Jordan Sending 750 Troops to U.N. Mission in Haiti
29 July 2005
Peacekeepers to arrive before Haiti's October elections
By Eric Green
Washington File Staff Writer
Washington -- The United Nations has announced that Jordan will send 750 troops to join the multinational peacekeeping mission in Haiti.
The troops from Jordan will arrive in Haiti sometime before the Caribbean nation holds parliamentary elections in October, a spokesman at U.N. headquarters in New York said July 29.
The announcement on Haiti-bound Jordanian troops follows a July 19 announcement by Philippines President Gloria Macapagal-Arroyo that she will be sending 200 soldiers from her country to join the U.N. peacekeeping mission in Haiti, known as MINUSTAH, as part of the Philippines' "engagement in the world in keeping peace."
The additional forces from Jordan and the Philippines would give MINUSTAH more than 1,000 personnel in Haiti working to stabilize the country.
The United States is also providing some of the civilian police and military personnel for MINUSTAH, which is being led by Brazil.
In a separate announcement, a U.N. official said July 29 that MINUSTAH is making "slow headway" on the many challenges facing Haiti.

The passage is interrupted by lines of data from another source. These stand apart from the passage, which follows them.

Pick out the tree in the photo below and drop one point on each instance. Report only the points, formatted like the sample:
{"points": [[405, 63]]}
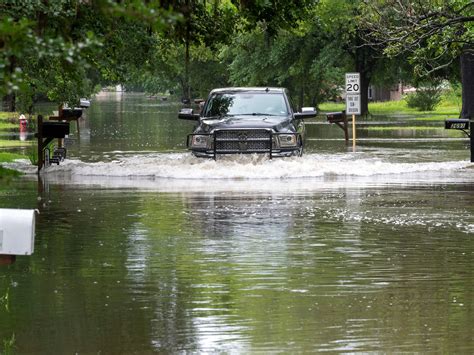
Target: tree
{"points": [[432, 33], [61, 48], [341, 21]]}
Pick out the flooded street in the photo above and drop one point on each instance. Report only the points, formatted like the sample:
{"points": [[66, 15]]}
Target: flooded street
{"points": [[142, 248]]}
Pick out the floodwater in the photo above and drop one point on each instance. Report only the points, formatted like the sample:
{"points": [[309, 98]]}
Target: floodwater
{"points": [[141, 248]]}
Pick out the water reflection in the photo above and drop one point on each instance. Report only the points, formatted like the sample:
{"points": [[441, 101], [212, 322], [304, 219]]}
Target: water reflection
{"points": [[159, 252]]}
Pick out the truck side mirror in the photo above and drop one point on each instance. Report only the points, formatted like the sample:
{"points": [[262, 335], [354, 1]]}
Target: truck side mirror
{"points": [[188, 114]]}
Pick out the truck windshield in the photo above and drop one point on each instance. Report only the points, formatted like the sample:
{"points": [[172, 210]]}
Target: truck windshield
{"points": [[232, 104]]}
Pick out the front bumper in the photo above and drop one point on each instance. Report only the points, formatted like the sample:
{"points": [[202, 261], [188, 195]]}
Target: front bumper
{"points": [[245, 141]]}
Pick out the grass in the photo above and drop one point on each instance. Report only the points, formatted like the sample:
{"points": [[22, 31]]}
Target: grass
{"points": [[7, 125], [410, 128], [9, 157], [8, 174], [450, 106], [9, 115]]}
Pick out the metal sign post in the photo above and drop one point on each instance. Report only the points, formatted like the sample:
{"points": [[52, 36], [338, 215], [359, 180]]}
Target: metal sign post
{"points": [[353, 100]]}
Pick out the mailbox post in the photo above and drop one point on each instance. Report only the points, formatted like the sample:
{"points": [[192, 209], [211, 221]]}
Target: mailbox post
{"points": [[47, 131], [465, 125], [471, 137]]}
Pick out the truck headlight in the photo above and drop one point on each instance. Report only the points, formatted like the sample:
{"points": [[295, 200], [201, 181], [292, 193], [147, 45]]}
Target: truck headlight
{"points": [[199, 141], [287, 140]]}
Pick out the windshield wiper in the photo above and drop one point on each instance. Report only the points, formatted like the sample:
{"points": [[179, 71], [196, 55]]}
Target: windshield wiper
{"points": [[256, 114]]}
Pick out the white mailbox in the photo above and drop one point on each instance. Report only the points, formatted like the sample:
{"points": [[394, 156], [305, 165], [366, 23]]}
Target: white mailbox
{"points": [[17, 231]]}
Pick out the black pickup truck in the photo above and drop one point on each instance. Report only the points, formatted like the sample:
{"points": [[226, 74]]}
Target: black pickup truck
{"points": [[245, 121]]}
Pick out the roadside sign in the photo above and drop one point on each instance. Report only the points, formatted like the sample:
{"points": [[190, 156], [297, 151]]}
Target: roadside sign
{"points": [[352, 83], [352, 104]]}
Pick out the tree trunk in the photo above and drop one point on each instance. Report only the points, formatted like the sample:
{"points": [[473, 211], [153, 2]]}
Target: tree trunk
{"points": [[467, 80], [9, 99], [187, 87], [9, 102]]}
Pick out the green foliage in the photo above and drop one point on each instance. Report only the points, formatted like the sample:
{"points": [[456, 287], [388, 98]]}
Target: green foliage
{"points": [[64, 48], [426, 97], [433, 33], [9, 157]]}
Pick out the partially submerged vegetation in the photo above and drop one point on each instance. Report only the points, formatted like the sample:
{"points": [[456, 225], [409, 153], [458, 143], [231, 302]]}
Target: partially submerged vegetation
{"points": [[449, 106]]}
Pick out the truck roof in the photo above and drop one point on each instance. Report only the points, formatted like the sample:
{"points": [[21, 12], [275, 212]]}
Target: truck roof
{"points": [[249, 89]]}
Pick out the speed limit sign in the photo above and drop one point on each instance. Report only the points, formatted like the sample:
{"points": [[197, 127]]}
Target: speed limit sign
{"points": [[352, 83]]}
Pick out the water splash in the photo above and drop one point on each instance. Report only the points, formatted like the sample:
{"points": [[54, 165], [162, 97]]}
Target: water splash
{"points": [[185, 166]]}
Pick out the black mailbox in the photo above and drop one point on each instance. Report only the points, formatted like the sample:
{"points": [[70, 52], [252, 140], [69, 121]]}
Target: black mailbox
{"points": [[333, 117], [457, 123], [55, 129], [73, 113]]}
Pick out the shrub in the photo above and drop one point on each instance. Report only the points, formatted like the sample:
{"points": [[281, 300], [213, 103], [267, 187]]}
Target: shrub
{"points": [[426, 97]]}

But Jean Guéhenno, the U.N. under secretary-general for peacekeeping operations, said MINUSTAH lacks "specialized capabilities" for the urban confrontations it experiences daily in Haiti.
Guéhenno said security in the Caribbean nation, where MINUSTAH has been deployed since June 2004, is the immediate and fundamental challenge, without which "no progress is certain."
The official said security improvements have been made in Bel Air, an impoverished district of Haiti's capital city of Port-au-Prince. But he said no improvement has been made in another shantytown of Port-au-Prince, called Cité Soleil, where citizens have been the victims of gangs.
MINUSTAH has carried out a number of military actions in these two areas, Guéhenno said. However, "it is not easy for MINUSTAH to conduct these operations because, operating in an urban environment, ideally you need the kind of very specialized capacities that the mission doesn't really have," he added. "But this security situation needs to be addressed urgently."
Another challenge facing MINUSTAH, Guéhenno said, is the need to assist with Haiti's upcoming elections, which he said could be a "foundation for stabilization or could further divide the country."
Haiti's municipal elections are scheduled for October 9. This will be followed by legislative and presidential elections November 13. A new Haitian president is expected to take office February 7, 2006.
The United States is providing $15 million to support the Haitian elections -- part of a $44 million commitment from the international community to promote democracy and stability in the Caribbean nation. The United States provided $8.7 million in 2004 to support Haiti's electoral process.